本書の著者であるボストンコンサルティングの御立氏は、テレビ東京のワールドビジネスサテライトのコメンテーターとしてもお馴染みです。

御立氏のコメントは、その内容だけでなく、まとめ方や伝え方などが洗練されており、同番組のコメンテーターの中でも際立っている感がありますね。

作者は、日々、電子政府のことを考え、アンテナを張っていますが、ある日突然、それらが一つの全体像として見えてくることがあります。

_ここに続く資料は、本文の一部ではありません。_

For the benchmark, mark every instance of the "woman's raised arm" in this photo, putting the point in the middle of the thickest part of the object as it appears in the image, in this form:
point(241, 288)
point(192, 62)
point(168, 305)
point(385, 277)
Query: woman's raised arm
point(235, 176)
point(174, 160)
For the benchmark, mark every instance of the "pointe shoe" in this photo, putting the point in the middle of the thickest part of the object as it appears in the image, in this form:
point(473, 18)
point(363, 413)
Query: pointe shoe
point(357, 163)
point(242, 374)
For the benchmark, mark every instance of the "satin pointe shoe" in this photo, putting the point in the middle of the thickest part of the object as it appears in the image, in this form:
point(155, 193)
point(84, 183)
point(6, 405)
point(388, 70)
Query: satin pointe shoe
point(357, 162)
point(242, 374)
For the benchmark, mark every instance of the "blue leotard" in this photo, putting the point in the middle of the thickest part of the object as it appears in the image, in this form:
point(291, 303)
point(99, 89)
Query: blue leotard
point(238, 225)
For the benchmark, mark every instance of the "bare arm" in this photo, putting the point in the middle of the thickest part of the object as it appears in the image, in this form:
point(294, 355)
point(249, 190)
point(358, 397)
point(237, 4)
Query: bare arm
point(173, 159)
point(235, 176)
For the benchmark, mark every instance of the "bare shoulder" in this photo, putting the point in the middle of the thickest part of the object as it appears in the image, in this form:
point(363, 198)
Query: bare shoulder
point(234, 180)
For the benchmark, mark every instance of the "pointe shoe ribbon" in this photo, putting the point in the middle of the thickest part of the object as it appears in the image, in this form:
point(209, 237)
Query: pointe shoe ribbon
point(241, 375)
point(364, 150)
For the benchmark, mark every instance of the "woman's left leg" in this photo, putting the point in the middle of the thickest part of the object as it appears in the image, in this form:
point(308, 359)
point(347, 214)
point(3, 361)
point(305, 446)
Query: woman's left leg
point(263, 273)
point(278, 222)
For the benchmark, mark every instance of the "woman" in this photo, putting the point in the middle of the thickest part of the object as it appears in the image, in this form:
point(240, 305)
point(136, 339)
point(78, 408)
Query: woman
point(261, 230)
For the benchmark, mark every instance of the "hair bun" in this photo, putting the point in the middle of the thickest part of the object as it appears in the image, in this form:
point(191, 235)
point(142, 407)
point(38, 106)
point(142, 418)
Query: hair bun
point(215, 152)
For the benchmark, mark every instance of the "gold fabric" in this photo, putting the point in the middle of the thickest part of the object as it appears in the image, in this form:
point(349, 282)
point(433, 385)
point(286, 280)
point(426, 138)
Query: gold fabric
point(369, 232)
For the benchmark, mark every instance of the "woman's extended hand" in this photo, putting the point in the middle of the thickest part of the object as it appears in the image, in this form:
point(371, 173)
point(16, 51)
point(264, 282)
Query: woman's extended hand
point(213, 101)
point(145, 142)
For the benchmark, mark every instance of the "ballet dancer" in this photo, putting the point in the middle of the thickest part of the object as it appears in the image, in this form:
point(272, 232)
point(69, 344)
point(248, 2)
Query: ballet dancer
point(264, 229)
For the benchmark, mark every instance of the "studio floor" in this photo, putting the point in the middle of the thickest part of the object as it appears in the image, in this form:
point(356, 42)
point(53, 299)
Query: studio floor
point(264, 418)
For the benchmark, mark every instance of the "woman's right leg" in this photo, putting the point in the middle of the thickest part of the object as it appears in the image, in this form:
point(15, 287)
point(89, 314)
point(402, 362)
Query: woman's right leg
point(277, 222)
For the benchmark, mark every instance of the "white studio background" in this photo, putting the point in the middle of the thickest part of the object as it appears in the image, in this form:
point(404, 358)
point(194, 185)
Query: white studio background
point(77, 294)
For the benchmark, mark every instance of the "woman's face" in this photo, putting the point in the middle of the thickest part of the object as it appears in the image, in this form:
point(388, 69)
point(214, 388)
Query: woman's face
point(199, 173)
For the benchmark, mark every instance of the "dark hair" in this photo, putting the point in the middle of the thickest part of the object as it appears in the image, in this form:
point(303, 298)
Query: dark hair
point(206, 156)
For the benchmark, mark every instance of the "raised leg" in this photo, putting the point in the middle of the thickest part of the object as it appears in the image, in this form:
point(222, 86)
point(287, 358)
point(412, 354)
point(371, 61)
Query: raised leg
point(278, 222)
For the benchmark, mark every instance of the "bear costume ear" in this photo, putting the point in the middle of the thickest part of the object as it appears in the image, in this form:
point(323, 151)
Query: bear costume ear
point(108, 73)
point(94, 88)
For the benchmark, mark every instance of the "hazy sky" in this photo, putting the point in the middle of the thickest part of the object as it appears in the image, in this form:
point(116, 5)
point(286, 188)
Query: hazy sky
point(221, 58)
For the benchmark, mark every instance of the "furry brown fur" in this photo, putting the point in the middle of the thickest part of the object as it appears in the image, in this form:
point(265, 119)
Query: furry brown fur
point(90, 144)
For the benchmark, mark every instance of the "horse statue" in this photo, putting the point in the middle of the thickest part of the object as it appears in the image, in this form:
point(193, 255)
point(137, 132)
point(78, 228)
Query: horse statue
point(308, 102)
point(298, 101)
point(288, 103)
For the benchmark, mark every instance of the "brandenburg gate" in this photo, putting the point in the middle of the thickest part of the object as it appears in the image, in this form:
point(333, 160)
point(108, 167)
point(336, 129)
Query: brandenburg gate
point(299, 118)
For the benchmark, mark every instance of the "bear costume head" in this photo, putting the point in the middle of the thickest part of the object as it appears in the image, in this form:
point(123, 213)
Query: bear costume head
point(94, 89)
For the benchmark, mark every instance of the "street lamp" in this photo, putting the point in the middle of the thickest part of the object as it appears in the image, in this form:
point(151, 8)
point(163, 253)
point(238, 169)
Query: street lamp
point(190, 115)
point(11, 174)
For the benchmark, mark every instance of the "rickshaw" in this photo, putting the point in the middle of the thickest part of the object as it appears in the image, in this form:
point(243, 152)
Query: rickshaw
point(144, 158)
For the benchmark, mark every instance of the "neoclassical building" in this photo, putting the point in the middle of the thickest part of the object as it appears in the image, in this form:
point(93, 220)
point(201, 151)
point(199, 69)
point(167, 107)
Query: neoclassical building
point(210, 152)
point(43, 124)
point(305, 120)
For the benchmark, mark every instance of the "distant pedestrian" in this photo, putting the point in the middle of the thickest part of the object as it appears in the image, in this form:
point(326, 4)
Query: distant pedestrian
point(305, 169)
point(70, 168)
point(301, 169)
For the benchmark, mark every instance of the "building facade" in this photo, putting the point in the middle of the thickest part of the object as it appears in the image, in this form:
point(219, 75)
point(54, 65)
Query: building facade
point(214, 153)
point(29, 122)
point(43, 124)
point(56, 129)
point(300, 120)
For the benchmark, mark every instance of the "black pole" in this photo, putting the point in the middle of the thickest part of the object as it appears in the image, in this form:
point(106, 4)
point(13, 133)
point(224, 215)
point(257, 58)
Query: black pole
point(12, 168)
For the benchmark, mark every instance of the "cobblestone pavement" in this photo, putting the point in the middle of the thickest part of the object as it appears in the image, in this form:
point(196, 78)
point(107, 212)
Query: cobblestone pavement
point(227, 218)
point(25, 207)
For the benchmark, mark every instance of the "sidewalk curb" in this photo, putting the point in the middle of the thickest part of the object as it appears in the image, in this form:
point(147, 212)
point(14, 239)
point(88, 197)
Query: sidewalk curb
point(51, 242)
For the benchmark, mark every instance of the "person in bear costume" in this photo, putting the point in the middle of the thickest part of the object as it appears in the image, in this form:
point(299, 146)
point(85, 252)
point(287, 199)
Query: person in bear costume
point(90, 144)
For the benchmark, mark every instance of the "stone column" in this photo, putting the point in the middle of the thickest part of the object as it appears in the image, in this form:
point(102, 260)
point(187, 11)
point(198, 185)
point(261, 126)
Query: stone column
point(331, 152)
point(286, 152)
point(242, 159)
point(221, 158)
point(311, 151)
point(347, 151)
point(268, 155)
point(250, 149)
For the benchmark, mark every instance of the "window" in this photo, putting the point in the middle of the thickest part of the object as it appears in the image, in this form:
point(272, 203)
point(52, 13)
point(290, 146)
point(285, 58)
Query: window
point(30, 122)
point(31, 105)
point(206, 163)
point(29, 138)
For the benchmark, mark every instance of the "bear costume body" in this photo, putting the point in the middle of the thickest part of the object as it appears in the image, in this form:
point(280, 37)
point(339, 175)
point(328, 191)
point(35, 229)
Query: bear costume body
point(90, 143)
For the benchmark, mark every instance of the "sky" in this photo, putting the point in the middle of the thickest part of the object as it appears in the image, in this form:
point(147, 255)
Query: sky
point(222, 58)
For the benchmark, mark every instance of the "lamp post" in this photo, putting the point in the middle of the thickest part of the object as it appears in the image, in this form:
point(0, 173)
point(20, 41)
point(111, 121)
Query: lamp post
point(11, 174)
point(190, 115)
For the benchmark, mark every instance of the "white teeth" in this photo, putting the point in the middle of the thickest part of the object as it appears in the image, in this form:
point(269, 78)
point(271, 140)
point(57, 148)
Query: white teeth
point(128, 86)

それは、文字通りイメージ(像)であり、論理的に整理された文章ではありません。

そして、そのイメージを他者に伝えるために、分解したり文章化したりするわけです。

この現象は、本書で提案されている「インサイト」に近いのではないかと思います。

この「インサイト」が強化されてくると、例えば、「次世代電子行政サービス」などの構想を見て、「あ、これはダメだな」とか「これは、面白そう」といった直感的な判断ができるようになります。

直感と言っても、単なる当てずっぽうではなく、蓄積された情報やパターンがあればこその判断なのですね。

電子政府サービスを良くしたければ、常に「どんなサービスにすれば喜んでもらえるか」といった核となる自分自身の指標を基に、常にアンテナを張っていることが必要なのだと思います。